New York Post

‘Living in horror’

China hell camps for Muslims

- By MARK MOORE

China has secretly constructe­d new prisons and internment camps over the past several years as the Communist Party-ruled country ramps up its mass detention campaign against Muslim minorities, according to a report on Thursday.

Since 2017, China has built 260 of the high-security camps, which can hold tens of thousands of people. The move points to a shift from using public buildings and schools as makeshift detention centers to the creation of a permanent prison system, BuzzFeed News reported, citing satellite images and interviews with former detainees.

China, which has detained hundreds of thousands of Uighurs, Kazakhs and other Muslim groups in the largest-scale detention of ethic and religious minorities since World War II, has outfitted the facilities with concrete walls and guard towers, the report said.

Some contain factories, a sign of forced labor.

Former detainees described being held in horrendous, brutal conditions with many blindfolde­d and handcuffed, being fed a starvation diet of rice, steamed buns and porridge but little or no meat.

Many had to sleep two to a bed or take turns sleeping in shifts because of overcrowdi­ng.

They relayed stories about being subject to torture, solitary confinemen­t, forced birth control and brainwashi­ng sessions of Communist Party propaganda. They also claim they were forced to speak only Chinese, not their native languages.

“People are living in horror in these places,” Zhenishan Berdibek, 49, who was held in a camp in the Tacheng region for much of 2018, told BuzzFeed.

Watching young women being dragged away to solitary confinemen­t, she said she “wanted to die inside the camp.”

The Chinese Consulate in New York denied that the centers in Xinjiang had anything to do with “human rights, religion or ethnicity,” claiming they were part of the country’s fight against terrorism.

It called allegation­s that 1 million Uighurs had been detained a “groundless lie.”

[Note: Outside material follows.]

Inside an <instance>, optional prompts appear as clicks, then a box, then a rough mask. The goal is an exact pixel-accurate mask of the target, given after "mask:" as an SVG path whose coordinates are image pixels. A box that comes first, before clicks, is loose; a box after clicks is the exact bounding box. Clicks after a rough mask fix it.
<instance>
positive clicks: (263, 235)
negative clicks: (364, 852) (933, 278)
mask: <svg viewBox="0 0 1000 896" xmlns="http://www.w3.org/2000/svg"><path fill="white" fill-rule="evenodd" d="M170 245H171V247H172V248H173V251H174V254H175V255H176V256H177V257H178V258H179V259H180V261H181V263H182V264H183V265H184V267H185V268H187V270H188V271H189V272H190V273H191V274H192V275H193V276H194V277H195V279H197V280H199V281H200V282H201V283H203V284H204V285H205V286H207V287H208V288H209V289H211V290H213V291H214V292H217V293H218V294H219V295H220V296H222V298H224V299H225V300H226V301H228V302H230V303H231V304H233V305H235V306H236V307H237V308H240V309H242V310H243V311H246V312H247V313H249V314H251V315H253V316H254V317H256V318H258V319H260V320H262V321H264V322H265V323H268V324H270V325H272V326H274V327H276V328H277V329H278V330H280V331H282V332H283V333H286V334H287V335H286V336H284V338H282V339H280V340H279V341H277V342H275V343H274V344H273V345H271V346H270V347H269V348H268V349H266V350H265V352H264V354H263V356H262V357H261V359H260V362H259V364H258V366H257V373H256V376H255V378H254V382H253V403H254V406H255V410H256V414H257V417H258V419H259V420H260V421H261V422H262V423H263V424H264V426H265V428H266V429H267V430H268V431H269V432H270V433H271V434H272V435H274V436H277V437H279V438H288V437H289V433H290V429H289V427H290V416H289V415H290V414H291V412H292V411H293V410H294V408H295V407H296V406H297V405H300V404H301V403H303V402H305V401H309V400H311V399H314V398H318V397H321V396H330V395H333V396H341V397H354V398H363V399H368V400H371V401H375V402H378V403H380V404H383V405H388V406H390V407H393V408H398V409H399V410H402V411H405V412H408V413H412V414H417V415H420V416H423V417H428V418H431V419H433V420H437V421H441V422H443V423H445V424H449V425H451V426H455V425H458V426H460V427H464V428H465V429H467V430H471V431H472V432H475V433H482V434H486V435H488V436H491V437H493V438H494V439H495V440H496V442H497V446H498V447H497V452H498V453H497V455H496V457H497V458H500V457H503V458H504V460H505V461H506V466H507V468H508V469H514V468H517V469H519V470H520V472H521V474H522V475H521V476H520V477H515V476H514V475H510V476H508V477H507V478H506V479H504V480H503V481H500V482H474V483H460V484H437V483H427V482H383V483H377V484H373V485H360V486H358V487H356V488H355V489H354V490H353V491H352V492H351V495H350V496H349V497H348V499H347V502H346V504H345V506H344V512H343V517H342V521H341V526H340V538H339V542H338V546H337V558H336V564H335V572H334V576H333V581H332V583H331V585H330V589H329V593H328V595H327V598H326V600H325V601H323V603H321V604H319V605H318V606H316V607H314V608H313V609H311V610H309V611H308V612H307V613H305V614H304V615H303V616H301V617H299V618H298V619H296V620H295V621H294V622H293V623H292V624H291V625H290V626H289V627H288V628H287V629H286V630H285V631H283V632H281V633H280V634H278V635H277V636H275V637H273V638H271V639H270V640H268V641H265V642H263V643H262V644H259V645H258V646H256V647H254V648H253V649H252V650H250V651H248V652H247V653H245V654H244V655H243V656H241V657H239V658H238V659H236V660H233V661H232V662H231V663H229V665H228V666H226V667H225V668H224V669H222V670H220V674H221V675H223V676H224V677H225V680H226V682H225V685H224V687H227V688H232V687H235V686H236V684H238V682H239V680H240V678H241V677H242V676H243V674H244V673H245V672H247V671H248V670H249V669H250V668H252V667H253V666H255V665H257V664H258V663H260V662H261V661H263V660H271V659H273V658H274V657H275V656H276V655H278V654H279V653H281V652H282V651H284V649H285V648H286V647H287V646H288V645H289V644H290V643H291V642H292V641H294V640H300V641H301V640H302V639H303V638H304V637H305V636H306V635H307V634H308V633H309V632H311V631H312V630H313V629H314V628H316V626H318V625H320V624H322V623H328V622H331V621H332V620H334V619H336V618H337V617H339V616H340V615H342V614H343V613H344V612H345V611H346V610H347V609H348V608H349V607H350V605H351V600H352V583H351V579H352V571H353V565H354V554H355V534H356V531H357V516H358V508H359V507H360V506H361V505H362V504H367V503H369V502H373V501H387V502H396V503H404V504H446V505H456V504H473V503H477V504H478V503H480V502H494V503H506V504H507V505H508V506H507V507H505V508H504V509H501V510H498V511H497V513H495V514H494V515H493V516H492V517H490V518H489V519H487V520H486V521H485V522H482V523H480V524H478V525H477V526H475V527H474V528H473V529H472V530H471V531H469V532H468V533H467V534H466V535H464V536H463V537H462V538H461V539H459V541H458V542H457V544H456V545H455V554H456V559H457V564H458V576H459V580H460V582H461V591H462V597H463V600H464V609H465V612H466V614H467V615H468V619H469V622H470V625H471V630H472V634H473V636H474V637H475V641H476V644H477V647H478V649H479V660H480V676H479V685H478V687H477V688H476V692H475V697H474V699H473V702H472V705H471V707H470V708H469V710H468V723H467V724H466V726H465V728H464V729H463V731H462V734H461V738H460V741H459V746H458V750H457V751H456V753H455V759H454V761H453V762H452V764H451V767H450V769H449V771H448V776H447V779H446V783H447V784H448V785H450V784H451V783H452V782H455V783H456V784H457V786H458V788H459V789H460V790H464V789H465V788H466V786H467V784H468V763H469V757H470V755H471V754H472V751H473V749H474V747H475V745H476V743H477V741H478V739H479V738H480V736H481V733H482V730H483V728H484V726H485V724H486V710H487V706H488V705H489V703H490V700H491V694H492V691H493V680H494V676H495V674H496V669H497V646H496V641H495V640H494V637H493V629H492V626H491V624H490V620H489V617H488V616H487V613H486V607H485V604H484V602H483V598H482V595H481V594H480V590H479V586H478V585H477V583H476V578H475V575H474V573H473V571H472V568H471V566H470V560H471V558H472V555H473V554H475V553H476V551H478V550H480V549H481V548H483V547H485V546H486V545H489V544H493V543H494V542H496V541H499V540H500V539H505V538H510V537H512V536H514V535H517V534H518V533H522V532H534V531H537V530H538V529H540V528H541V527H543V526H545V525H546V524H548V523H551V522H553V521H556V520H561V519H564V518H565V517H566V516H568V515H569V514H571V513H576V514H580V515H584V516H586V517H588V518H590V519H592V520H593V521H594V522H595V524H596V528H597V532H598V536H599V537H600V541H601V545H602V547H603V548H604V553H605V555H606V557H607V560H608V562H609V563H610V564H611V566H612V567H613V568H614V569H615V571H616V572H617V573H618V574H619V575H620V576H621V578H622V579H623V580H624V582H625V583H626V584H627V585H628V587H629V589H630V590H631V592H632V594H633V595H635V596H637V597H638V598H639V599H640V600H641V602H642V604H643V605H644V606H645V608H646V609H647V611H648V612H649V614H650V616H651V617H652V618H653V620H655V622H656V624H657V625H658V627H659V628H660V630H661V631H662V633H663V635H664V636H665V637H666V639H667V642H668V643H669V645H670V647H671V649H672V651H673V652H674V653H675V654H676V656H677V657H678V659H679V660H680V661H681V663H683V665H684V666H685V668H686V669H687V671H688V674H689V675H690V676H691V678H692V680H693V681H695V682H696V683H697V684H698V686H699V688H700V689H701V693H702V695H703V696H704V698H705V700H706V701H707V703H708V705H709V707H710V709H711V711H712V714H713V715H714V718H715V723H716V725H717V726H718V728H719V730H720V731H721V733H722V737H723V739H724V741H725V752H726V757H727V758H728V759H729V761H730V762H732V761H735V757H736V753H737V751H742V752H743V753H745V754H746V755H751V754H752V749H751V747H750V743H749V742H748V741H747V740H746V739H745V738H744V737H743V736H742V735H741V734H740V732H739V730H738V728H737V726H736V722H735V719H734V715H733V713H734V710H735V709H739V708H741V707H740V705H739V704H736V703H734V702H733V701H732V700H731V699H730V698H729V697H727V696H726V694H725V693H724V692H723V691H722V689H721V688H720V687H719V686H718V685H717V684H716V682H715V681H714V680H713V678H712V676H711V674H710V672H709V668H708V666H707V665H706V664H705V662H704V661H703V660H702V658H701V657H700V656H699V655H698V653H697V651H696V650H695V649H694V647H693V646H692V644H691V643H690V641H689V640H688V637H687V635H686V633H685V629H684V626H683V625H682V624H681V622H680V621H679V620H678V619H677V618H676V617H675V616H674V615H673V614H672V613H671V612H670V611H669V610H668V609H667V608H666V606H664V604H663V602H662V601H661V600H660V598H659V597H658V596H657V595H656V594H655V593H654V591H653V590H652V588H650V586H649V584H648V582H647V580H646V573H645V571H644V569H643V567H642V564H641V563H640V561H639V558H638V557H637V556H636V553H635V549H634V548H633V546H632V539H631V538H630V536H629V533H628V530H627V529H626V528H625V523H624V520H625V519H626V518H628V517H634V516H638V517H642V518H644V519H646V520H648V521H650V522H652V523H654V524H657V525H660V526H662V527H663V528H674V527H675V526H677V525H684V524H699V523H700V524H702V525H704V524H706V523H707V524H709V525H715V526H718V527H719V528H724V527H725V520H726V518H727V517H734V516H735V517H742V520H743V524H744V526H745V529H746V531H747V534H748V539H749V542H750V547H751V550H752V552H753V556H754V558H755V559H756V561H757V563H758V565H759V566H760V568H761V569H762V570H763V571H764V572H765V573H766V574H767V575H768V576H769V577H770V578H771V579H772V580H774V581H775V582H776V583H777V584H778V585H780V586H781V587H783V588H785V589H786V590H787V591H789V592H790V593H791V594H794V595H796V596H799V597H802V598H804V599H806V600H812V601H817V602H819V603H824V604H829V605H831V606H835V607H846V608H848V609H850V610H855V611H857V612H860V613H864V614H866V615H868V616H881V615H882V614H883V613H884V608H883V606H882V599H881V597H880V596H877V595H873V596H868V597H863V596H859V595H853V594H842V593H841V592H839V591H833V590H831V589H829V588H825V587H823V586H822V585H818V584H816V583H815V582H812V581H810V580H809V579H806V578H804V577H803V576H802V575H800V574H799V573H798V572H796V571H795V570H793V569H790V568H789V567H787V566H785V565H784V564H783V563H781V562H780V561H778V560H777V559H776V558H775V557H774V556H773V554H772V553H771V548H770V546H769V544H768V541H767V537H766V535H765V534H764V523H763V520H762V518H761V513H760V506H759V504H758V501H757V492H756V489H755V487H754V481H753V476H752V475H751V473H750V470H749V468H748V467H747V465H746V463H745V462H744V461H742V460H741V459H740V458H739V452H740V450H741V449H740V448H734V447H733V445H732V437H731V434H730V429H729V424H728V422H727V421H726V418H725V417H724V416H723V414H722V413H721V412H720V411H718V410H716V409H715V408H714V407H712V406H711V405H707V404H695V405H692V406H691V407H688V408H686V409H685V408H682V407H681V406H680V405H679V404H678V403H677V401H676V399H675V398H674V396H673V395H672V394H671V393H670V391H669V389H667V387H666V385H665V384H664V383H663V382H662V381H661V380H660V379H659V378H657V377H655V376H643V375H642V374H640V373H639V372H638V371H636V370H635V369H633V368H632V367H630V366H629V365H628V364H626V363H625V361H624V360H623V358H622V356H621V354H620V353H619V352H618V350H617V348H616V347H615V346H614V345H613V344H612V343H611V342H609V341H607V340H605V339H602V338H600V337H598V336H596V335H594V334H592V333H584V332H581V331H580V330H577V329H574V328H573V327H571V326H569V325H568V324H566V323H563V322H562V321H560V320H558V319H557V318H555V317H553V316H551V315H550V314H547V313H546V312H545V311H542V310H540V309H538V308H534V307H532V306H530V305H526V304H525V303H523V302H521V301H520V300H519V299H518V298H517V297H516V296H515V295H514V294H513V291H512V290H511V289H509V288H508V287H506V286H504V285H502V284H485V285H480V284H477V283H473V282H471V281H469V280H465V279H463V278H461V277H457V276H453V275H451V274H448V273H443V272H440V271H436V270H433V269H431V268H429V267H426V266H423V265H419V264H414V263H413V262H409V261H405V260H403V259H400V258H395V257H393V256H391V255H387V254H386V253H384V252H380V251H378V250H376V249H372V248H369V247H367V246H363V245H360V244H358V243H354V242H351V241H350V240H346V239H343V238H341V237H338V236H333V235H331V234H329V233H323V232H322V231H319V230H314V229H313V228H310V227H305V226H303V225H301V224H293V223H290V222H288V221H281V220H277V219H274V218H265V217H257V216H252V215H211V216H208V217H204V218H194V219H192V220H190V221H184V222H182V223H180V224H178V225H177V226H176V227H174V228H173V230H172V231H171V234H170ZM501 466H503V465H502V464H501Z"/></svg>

“Xinjiang has set up vocational education and training centers in order to root out extreme thoughts, enhance the rule-of-law awareness through education,” the consulate said, adding that the “trainees have freedom of movement.”

China’s Foreign Ministry did not respond to BuzzFeed’s requests for comment.

But Abduweli Ayup, a former detainee who was held in Xinjiang and later exiled, said those held in the camps are “peaceful people.”

“They are businessme­n and scholars and engineers. They are our musicians. They are doctors. They are shopkeeper­s, restaurant owners, teachers who used Uighur textbooks,” Ayup said.